So Friday marked the first day of fall. And don't get me wrong - I love fall. Applesauce, apple cider, pumpkins, fall festivals, pulling out sweaters, fires in the fireplace. It is all lovely and wonderful.
But this year, the start of fall means something completely different to me. This year the start of fall marks the end of the summer I feel that cancer stole from me. And we can sugarcoat this summer as much as we want to, but the truth of the matter is that cancer did in fact steal my summer. Not only from me but from my family. All the places I would have taken the kids. All the days we would have gone to the pool, or on bike rides, or hung out at the park with friends. All the times my mom had to be over here when she could have been doing a million other things. All the work my husband had to miss. All the vacation time he took that wasn't spent on anything remotely near a vacation.

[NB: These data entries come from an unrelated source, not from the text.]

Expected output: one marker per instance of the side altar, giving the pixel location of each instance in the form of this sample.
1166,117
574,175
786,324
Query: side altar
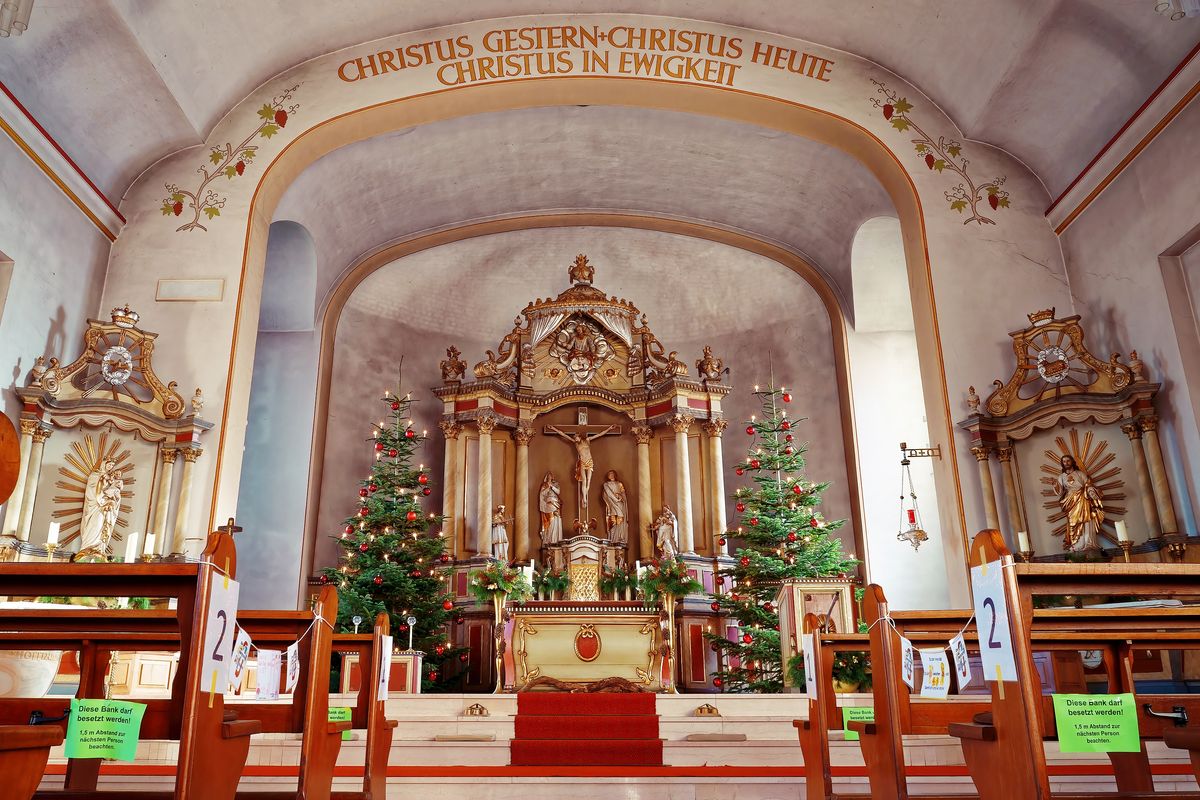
582,447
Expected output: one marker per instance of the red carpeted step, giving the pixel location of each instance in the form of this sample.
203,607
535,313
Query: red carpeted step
611,726
574,752
562,703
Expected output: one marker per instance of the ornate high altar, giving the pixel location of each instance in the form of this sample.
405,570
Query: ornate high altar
583,445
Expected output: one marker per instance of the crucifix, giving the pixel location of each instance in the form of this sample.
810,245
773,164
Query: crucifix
582,435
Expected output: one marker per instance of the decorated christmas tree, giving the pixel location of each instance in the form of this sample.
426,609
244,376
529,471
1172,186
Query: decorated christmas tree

I could go on and on with these examples.
I also know that not a single one of those people affected by my cancer would complain about it. At least not to me. What I call their sacrifices is what they call being part of a family. And while I appreciate that is how their attitude is about it, still, in my heart they all made big sacrifices. Our summer was stolen. And I feel jaded by this. I am hoping as time passes, this will sting a little less. Or that next summer will bring a redemption to this summer. Or heck, even as we head into winter, and life gets back to "normal" (whatever the heck normal can be at this point) that things will start to feel better to me.
And this isn't to say that I only see the missing parts. I don't. There was also so much love and support and help this summer. I haven't forgotten any of that. There is so much beauty to find in this past summer too. I know that and recognize that. It's just with summer now at an end, the unfairness of it all seems to weigh on me more heavily than it did before. Because I can't go backwards at this point. I can't make up for all we missed. I can only move forward. And summer is now behind us.
But summer isn't the only thing behind us right now. Chemotherapy - which was grueling and so much harder than I could have ever anticipated, is also behind us. The shock of diagnosis? Also behind us. Hopefully all the worst parts are behind us. And hopefully things will begin to get easier. We aren't to easy yet, but we are to easier. And that is a truly wonderful thing.